Los días en que vivía tales experiencias, Arnau intentaba a toda costa encontrar el momento oportuno para hablar con Gastó.
– ¡Qué diantre hacéis ahí parados! -les soltó en una ocasión, cuando ambos muchachos se plantaron frente a él con la ingenua intención de pedir a su hija en matrimonio.
La sonrisa con la que Joan había intentado acudir a Gastó desapareció tan pronto como el curtidor pasó entre los dos, empujándolos sin contemplaciones.
– Ve tú -le dijo en otra ocasión Arnau a su hermano. Gastó estaba solo en la mesa de la planta baja. Joan se sentó frente a él, carraspeó y, cuando iba a hablar, el curtidor levantó la mirada de la pieza que estaba examinando. -Gastó… -dijo Joan.

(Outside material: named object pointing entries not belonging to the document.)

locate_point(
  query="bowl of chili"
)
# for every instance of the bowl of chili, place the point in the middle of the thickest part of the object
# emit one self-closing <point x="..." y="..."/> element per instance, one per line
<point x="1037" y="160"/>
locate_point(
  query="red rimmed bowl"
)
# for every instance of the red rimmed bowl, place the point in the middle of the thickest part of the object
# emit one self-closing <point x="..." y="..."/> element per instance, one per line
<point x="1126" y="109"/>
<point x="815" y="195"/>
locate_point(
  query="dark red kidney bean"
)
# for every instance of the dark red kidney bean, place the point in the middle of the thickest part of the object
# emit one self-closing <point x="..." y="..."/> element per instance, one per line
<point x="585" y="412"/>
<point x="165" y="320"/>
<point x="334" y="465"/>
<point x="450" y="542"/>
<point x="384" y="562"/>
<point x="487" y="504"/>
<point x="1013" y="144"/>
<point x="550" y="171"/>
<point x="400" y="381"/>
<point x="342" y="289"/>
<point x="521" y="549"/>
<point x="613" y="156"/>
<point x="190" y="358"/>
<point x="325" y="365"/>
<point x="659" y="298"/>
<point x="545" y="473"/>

– ¡Lo desollaré vivo! ¡Le arrancaré los cojones! -espetó el curtidor escupiendo saliva a través de los huecos que se abrían entre sus negros dientes-. ¡Simoooó! -Joan dirigió a Arnau, escondido en una esquina de la habitación, un gesto de impotencia. Mientras, Simó había acudido al grito de su padre-. ¿Cómo puedes haber hecho esta costura? -le gritó Gastó plantándole la pieza de cuero en las narices.
Joan se levantó de la silla y se retiró de la discusión familiar.
Pero no cedieron.
– Gastó -volvió a insistir Joan en otra ocasión en que, tras la cena y aparentemente de buen humor, el curtidor salió a dar un paseo por la playa y ambos se lanzaron en su persecución.
– ¿Qué quieres? -le preguntó sin dejar de andar.
«Por lo menos nos deja hablar», pensaron los dos.
– Quería… hablarte de Aledis…
Al oír el nombre de su hija, Gastó se paró en seco y se acercó a Joan, tanto que su fétido aliento sacudió al muchacho como un fogonazo.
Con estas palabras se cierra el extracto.